I am twenty-four now, guys. We started this blog when I was nineteen. (I had some other half-baked intro ideas, but this fact just struck me, and I don’t quite know what to do with it so I’m just going to leave it here.)
I’m twenty-four, and everything is in flux. I feel too old to be so clueless, and too young to be so serious. The last few months have been a hurricane – except I’m starting to realize that the hurricane is just the world outside my apartment, and I haven’t really been outside alone before now.
New friends, old friends. Warm beginnings. Painful goodbyes. A wrinkled face with bushy eyebrows we’ll never get to see again, but maybe that’s what his disposable cameras were for all along.
Change came in bulk this season, my friends. But the good ol’ stuff keeps coming too. Like just now, Julie sent me a snapchat of a pair of knitting needles she just bought that look really, really phallic. (“What, are you knitting with penisia?”) These are the moments I really hope to remember.

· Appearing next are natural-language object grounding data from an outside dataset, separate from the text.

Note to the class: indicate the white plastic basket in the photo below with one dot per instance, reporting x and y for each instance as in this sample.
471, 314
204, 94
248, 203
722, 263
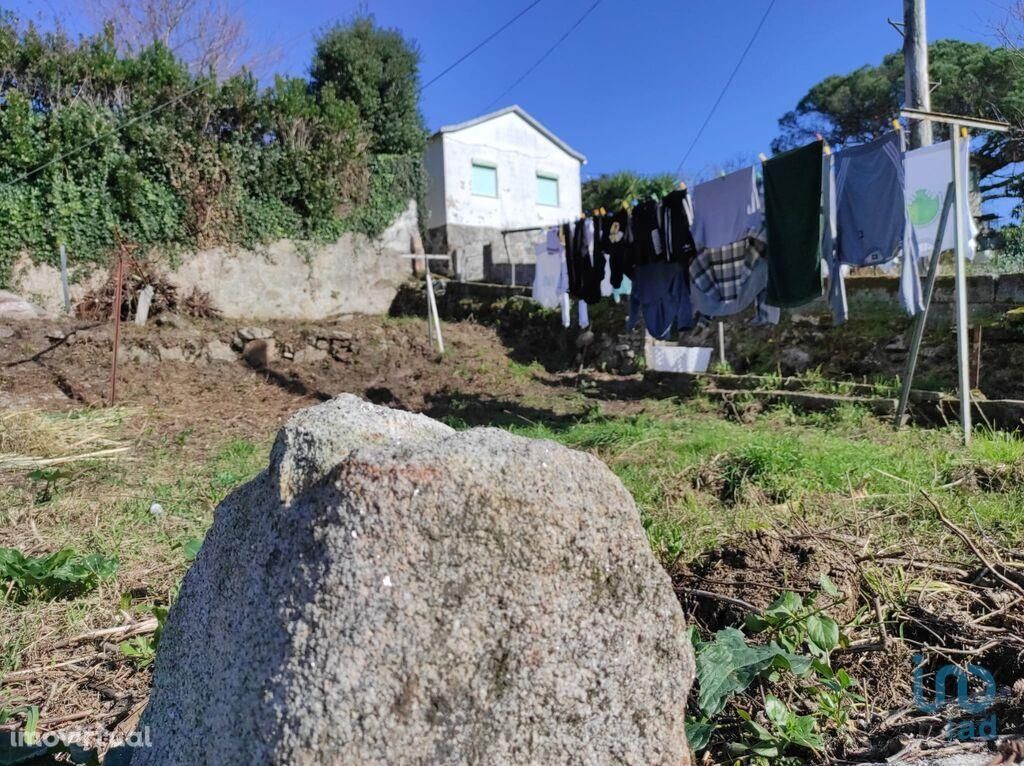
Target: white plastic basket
680, 358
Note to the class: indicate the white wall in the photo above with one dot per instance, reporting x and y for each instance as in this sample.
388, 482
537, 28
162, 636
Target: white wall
433, 163
520, 152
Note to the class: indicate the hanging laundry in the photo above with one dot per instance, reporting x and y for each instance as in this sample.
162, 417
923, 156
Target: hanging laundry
726, 281
676, 221
835, 271
549, 280
584, 263
793, 221
871, 215
929, 172
625, 289
615, 242
647, 245
659, 294
727, 209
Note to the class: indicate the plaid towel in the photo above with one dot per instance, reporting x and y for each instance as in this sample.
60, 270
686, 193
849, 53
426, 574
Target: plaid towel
722, 272
727, 280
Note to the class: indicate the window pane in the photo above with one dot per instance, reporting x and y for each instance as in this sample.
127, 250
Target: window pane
484, 180
547, 190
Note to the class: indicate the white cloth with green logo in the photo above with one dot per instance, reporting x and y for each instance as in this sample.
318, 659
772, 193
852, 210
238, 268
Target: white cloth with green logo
929, 171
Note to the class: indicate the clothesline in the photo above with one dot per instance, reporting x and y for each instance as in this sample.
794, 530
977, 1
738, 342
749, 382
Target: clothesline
818, 215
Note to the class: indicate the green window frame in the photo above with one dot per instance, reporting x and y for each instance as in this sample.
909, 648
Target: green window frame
483, 179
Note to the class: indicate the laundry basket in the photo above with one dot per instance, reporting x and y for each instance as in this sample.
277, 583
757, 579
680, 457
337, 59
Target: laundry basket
679, 358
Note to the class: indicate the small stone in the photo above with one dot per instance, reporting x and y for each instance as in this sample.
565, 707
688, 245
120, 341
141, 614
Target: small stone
140, 355
16, 308
259, 352
255, 333
170, 353
217, 350
309, 355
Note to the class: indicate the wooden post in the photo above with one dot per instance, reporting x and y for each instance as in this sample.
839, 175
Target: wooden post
918, 93
120, 271
960, 229
922, 318
64, 279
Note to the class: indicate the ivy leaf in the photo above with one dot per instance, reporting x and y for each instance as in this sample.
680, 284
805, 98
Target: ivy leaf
827, 586
822, 633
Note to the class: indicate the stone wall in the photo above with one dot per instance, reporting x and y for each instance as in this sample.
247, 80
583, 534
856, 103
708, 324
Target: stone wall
283, 281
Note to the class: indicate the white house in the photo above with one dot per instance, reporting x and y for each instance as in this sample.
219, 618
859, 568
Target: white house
498, 172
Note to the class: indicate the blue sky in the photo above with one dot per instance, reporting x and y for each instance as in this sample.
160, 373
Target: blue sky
631, 86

If you’re hungry for some comfort in the middle of a change hurricane, here are a few tips from the field:
- Listen to your favorite CD from 2004. (Remember how you thought that Jackie telling Ben you had a crush on him was going to bring about the end of days. Remember that it did not.)
- Read a book that you “just stumbled across” in the self-help section.
- Find a few great gems in that book. Write that shit down in your journal.
- Find a line in the book that sounds a lot like “if you let [insert trauma here] stop you from being successful, you didn’t try hard enough” in that book. Remove from your bookshelf quietly.
- Call a friend you’ve been missing. Ask them to hang out. Set a date and a time.
- Learn something new at work.
- Read a book about WWII. (Hey, at least you’re not in WWII!)
- Cry about things you can’t quite articulate. Cry loud and ugly.
- Try doing a handstand. Your left arm is missing a bone now, but fuck it, why not.
- Anchor yourself by helping someone else. If you have enough time for an existential crisis, you have enough time for a few hours of volunteering. (It doesn’t have to move mountains. Just show up.)